The heart sinks when news breaks that an already distinguished novelist is trying his or her hand at the Irish revolution. The track record is uninspiring. Anthony Trollope lived many years in Ireland and knew senior nationalist leaders like Isaac Butt; even so, The Land Leaguers (1882) is very disappointing. Iris Murdoch had deep roots in the Northern Irish middle class; despite, or because, of this The Red and the Green (1965) is again a failure by the standards of middle-period Murdoch. Raymond Queneau’s sado-erotic satire on the Easter Rising, We Always Treat Women Too Well (1947), was perhaps unfairly excluded from the official Gallimard edition of Queneau’s oeuvre until 1962. George V. Higgins, described by Grey Gowrie as the ‘Balzac of New England’, achieves a distinctly sub-Balzacian level with his The Patriot Game (1982).
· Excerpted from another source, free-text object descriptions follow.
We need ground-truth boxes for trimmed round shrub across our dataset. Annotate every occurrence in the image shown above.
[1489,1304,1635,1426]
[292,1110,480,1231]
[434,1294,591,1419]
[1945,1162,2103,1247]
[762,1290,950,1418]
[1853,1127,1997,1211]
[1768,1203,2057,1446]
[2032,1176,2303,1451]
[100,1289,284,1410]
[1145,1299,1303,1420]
How then does Mario Vargas Llosa fare with his tricky project? Sir Roger Casement (1864–1916) gives the novelist plenty to work with; indeed, his numerous biographers have trawled widely to provide raw material for a novelist. Raised and educated in Protestant north Antrim — the heartland of modern Paisleyism — Casement entered the British foreign service in 1892. He earned an international reputation for his reports (commissioned by the Foreign Office) on atrocities committed by European employers in the Belgian Congo and later in Putomayo, South America. The US government of President Taft was unimpressed by the Putamayo report. J.V. Bryce, our ambassador in Washington, and like Casement an Antrim man, seized the opportunity to inflict Casement on Taft at a dinner party: the tall Celt, ‘haggard and livid from the swamps, fixed with his glittering eyes the rubicund Anglo-
Saxon.’ H.A.L. Fisher concluded: ‘It was like a black snake fascinating a wombat.’ For this and other services, Casement was awarded a knighthood before retiring from the service in 1913.